If you change service guys (girls) then you get to retrain again.
Let me give it in a little better detail. As you know its not the pallet but everything around the pallet that causes wear and tear. (Operators-floor condition-hydraulic cycles specific to the site-freezer app vs. dry grocery--condition of batteries etc.) If you have an in house set up where the same guy is touching the trucks, then based on the sites conditions you may cut the time spent for pm in half for certain parts of the same make or model truck, and you may extended out the pm times for other components on the same makes and model units. If you have heavy hydraulic cycles but the units are not freezer app, you could go thru all the same make units and service just the masts and attachments and leave the steer axles and traction motors until every other pm. Is this making any sense?

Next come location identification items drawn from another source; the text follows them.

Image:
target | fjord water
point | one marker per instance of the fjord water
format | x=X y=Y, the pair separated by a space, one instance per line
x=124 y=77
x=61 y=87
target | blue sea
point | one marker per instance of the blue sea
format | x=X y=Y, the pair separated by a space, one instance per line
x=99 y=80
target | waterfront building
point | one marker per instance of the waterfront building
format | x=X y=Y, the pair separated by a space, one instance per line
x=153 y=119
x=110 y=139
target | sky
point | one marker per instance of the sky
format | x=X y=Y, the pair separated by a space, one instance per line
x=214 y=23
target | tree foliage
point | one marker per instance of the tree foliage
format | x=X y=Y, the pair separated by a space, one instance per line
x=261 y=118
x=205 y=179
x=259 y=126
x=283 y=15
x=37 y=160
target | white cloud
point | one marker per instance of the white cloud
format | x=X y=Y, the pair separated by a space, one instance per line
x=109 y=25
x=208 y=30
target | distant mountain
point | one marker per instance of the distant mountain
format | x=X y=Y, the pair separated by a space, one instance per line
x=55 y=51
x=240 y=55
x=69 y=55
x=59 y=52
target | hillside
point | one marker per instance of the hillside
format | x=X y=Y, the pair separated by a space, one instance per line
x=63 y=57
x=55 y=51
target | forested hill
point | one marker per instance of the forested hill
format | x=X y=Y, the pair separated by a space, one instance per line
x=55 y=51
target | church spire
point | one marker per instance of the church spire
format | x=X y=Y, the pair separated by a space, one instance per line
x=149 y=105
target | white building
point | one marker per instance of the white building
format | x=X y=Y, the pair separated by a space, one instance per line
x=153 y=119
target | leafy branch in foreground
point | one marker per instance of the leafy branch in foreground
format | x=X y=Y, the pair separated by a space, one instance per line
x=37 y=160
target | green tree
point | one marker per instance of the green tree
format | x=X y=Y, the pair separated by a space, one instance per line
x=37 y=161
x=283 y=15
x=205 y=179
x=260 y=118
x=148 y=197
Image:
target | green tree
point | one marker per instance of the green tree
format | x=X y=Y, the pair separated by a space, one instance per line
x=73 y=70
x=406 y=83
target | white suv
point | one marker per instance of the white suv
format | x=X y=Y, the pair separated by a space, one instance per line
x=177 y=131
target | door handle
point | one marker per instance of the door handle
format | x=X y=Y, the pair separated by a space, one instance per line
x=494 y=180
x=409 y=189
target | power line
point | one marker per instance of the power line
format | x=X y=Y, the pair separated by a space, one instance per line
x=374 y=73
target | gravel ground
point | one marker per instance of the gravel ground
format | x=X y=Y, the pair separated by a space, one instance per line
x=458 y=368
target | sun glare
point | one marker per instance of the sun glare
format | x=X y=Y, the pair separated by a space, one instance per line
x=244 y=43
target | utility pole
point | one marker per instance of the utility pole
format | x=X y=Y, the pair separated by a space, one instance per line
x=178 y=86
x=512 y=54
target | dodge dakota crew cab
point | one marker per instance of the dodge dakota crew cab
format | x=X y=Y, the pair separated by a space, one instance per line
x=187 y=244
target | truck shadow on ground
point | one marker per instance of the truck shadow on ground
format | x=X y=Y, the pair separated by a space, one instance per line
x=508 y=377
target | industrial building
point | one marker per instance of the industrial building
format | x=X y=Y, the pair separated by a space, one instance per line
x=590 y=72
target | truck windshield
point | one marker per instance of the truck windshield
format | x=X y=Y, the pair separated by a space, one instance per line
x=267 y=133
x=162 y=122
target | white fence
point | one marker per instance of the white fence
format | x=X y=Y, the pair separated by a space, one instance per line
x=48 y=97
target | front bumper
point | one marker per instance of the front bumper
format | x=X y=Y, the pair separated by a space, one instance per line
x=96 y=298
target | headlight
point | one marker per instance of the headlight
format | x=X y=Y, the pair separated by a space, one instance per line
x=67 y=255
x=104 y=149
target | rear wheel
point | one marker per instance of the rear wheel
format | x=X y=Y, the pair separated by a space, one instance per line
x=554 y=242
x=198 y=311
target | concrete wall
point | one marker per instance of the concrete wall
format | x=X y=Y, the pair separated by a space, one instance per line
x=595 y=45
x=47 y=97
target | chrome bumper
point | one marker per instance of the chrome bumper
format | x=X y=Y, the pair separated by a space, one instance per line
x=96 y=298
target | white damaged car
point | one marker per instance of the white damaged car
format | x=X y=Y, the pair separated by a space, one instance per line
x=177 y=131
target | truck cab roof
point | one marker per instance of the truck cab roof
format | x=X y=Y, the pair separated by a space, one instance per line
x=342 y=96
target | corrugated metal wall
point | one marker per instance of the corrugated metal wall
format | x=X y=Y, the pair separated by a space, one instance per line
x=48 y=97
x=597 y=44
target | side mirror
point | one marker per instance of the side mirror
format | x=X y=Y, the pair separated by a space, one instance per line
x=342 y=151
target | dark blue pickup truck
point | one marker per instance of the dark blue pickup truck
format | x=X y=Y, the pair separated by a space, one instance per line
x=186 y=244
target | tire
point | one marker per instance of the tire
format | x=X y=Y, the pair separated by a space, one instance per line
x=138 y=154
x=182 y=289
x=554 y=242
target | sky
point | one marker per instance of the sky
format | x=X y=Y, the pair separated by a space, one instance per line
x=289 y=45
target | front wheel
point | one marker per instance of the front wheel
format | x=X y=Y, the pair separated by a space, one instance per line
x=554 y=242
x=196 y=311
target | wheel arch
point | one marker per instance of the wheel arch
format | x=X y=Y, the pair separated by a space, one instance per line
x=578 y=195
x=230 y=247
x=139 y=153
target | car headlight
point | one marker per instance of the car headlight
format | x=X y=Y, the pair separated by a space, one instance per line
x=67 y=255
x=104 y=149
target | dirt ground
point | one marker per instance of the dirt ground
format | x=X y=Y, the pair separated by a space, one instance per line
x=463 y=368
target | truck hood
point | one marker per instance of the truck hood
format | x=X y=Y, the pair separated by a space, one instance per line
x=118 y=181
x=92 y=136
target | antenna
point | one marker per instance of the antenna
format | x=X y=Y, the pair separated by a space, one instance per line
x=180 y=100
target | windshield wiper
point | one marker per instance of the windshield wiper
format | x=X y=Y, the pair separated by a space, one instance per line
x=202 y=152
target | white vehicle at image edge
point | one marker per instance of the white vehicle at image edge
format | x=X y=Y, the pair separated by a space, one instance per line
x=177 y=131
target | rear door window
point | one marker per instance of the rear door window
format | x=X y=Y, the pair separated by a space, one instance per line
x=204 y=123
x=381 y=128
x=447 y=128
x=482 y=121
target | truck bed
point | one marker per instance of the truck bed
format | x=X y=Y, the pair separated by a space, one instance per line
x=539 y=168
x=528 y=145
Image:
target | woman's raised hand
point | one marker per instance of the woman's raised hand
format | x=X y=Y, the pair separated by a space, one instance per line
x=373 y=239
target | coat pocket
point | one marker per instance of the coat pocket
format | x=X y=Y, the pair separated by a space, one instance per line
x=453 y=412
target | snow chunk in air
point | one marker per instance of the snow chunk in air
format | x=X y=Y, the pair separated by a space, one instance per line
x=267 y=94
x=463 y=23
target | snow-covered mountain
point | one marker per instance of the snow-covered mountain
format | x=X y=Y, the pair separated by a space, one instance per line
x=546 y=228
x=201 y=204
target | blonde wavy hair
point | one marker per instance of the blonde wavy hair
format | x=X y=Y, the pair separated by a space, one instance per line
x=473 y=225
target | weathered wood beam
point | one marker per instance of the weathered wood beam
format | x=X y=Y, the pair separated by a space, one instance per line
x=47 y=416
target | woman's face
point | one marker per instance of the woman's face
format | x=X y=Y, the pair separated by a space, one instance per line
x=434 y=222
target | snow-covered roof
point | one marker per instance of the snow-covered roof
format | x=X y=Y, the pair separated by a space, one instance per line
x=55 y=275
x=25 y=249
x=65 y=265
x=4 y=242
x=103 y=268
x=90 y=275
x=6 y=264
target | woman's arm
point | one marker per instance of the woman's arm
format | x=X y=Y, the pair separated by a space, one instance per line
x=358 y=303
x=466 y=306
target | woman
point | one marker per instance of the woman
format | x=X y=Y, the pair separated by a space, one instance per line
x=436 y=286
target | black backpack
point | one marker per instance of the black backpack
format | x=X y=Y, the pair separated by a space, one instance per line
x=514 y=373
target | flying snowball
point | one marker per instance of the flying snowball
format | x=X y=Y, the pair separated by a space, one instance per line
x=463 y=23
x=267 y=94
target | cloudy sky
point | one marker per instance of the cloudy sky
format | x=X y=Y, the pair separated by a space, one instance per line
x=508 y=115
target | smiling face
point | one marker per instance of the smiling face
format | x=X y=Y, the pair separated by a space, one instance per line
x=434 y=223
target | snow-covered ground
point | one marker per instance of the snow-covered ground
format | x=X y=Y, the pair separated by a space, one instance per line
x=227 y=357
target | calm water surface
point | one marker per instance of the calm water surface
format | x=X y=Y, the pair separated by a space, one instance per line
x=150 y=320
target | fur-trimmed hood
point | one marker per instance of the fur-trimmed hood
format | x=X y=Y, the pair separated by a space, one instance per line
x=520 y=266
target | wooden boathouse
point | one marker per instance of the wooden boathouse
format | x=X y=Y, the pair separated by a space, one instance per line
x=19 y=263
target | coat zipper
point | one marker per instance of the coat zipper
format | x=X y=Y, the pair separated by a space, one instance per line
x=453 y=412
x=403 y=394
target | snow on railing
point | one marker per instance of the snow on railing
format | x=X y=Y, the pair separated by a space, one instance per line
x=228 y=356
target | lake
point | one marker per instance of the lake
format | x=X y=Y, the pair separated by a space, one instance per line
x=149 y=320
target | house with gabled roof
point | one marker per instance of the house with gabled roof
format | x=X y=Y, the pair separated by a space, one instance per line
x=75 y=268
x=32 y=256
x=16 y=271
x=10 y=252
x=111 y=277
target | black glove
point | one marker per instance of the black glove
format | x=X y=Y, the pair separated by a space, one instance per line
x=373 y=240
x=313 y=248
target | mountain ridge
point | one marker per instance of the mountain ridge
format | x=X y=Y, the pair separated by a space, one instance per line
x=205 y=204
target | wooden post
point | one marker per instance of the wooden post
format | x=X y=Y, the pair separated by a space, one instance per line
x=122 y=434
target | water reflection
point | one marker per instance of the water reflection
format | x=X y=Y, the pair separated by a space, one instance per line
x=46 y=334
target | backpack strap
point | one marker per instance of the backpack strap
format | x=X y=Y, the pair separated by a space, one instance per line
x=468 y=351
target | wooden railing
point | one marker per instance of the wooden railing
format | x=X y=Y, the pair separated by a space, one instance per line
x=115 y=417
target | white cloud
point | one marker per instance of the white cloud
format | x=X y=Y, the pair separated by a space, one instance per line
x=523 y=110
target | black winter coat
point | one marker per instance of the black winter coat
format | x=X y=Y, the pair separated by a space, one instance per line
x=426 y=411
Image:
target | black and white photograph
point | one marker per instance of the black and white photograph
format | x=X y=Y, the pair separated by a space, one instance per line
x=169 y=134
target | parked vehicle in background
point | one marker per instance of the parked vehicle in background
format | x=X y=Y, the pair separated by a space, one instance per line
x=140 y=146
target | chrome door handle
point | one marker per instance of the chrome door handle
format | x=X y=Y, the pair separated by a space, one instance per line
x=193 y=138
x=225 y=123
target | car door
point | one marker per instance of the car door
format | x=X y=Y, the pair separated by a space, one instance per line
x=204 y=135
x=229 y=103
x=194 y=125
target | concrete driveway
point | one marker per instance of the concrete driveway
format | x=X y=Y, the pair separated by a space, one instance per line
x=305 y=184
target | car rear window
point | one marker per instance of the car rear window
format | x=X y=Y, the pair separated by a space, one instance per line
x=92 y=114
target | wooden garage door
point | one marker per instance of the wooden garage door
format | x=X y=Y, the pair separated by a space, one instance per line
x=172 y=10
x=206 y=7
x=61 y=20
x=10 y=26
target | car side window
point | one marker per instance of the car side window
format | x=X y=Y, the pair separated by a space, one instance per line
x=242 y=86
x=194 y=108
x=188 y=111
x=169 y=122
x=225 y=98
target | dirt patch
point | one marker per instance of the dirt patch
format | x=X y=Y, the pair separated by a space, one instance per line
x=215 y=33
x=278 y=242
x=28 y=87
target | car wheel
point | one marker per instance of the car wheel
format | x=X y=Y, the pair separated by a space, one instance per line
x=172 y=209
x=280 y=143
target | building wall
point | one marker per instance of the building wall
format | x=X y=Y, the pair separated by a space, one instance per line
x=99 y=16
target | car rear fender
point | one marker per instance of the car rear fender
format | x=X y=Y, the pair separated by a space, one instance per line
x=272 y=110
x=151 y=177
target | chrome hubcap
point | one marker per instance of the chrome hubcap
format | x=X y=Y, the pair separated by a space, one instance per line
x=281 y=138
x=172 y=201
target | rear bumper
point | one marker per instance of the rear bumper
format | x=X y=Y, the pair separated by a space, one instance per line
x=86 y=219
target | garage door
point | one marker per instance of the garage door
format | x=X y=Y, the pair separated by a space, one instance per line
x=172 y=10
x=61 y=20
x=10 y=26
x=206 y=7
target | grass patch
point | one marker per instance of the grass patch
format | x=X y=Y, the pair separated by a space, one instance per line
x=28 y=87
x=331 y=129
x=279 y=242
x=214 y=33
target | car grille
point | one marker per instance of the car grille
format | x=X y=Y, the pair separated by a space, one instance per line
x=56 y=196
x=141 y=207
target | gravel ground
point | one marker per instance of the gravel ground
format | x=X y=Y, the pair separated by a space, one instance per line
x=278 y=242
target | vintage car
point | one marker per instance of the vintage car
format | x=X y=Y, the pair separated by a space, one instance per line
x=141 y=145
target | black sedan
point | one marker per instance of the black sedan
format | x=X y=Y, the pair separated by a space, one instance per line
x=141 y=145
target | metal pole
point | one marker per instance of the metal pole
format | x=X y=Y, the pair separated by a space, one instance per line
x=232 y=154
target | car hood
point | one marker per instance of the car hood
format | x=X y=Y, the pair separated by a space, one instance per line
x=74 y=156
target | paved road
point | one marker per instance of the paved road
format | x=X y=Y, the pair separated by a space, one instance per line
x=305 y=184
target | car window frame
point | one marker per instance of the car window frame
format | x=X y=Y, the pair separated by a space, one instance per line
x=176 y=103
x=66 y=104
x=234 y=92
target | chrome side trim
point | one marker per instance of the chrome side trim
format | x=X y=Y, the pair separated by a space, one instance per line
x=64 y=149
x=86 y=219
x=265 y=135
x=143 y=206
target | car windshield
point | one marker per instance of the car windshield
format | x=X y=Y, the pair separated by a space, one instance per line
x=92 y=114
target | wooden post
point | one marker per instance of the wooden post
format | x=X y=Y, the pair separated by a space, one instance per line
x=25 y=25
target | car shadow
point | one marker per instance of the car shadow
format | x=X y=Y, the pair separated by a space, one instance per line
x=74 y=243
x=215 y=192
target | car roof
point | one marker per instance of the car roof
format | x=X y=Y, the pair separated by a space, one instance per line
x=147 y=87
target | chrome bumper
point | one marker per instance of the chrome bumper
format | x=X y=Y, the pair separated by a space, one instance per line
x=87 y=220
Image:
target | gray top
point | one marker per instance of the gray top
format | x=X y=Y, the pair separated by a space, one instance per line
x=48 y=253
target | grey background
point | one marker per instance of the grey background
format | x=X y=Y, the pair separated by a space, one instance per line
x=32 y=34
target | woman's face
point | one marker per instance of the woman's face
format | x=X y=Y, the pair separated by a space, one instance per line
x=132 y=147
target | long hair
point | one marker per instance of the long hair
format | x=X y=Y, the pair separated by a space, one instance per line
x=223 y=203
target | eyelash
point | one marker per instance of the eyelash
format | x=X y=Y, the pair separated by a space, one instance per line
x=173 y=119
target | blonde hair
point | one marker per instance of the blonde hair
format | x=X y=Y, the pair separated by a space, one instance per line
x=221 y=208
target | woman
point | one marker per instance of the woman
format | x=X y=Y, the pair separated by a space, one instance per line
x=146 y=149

I've never hear of that but based on the wording & brief description, it sounds like the customer would be short sheeted on key items for the sake of saving a few bucks. Key items, like fork wear, lift chain adjustments, oil/filter (they rarely fail but if not change will cause big buck failure), lube (mast pivots, steering axle, tilt pivots, foot control pivot shafts, etc.), just to name a few. It also sounds a lot like "break down" maintenance to me vs. planned (aka preventative) maintenance.
Just my opinion, but I haven't heard everything. Would be intereseted in more details of such a program for ICE & electric both.